One paragraph fragment about the opera Fidelio struck me as hilarious. “Here the heroic theme is made explicit by the story, in which (in the post–French Revolution ‘rescue opera’ tradition) a wife saves her imprisoned husband from murder at the hands of his oppressive political enemy. The three string quartets of this period (Op. 59) are similarly heroic in scale: the first, lasting some 45 minutes, is conceived with great breadth, and it too embodies a sense of triumph as the intense f Minor Adagio gives way to a jubilant finale in the major embodying (at the request of the dedicatee, Count Razumovsky) a Russian folk melody.”

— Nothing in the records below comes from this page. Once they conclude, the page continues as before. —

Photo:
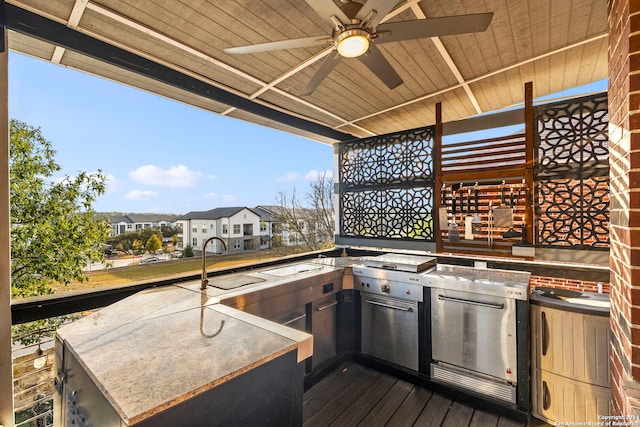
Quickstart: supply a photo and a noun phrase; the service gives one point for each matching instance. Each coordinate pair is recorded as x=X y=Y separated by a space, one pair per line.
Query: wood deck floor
x=354 y=395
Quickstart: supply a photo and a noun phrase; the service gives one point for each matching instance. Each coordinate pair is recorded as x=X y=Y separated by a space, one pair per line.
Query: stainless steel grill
x=474 y=328
x=391 y=288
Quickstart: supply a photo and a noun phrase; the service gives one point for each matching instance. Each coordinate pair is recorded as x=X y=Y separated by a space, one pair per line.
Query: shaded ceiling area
x=176 y=49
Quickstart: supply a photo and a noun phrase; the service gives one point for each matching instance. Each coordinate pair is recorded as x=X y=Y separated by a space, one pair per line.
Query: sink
x=292 y=269
x=233 y=282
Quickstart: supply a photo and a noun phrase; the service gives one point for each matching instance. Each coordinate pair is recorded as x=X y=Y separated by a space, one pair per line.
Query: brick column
x=624 y=149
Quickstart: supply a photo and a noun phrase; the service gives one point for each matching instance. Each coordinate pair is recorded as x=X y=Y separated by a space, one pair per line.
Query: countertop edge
x=303 y=340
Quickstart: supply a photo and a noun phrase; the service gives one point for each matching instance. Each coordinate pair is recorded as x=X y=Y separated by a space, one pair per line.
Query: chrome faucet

I could all too well see a Woody Allen opera parody entitled Infidelio, in which the heroic theme is undermined by both tuba and accordion passages. In Infidelio, the wife of the mayor smuggles deodorant to Armenian terrorists, all depicted instrumentally in the Latvian Klezmer mode....

“Fidelio, unsuccessful at its premiere, was twice revised by Beethoven and his librettists and successful in its final version of 1814. Here there is more emphasis on the moral force of the story. It deals not only with freedom and justice, and heroism, but also with married love, and in the character of the heroine Leonore, Beethoven’s lofty, idealized image of womanhood is to be seen. He did not find it in real life; he fell in love several times, usually with aristocratic pupils (some of them married), and each time was either rejected or saw that the woman did not match his ideals. In 1812, however, he wrote a passionate love-letter to an ‘Eternally Beloved’ (probably Antonie Brentano, a Viennese married to a Frankfurt businessman), but probably the letter was never sent.”

I am pretty thoroughly unfamiliar with Fidelio, that is to say, ignorant. But the deal with Beethoven and women is so very familiar. While I may not personally relate (I’ve never had a thing for married aristocrats, and I’ve never had much in the way of “ideals” when it comes to women...happy, pretty much, with what I could get), I certainly have known my share of wildly deranged and presumptuous men who have hypocritically rigorous standards for the behavior of women. That Beethoven may have been much like a long-ago roommate of mine struck me as sobering and sad. I wondered if Ludwig also considered all women whom he found attractive but who did not return his interest to be lesbians.

I am very keen on seeing this play, even assuming it will be ineluctably, to some extent, a musical; it at least will be Beethoven’s music. Another assumption. Beethoven as I Knew Him is bound to be wildly different from the Beethoven as I knew him, since, in the end, I never really did.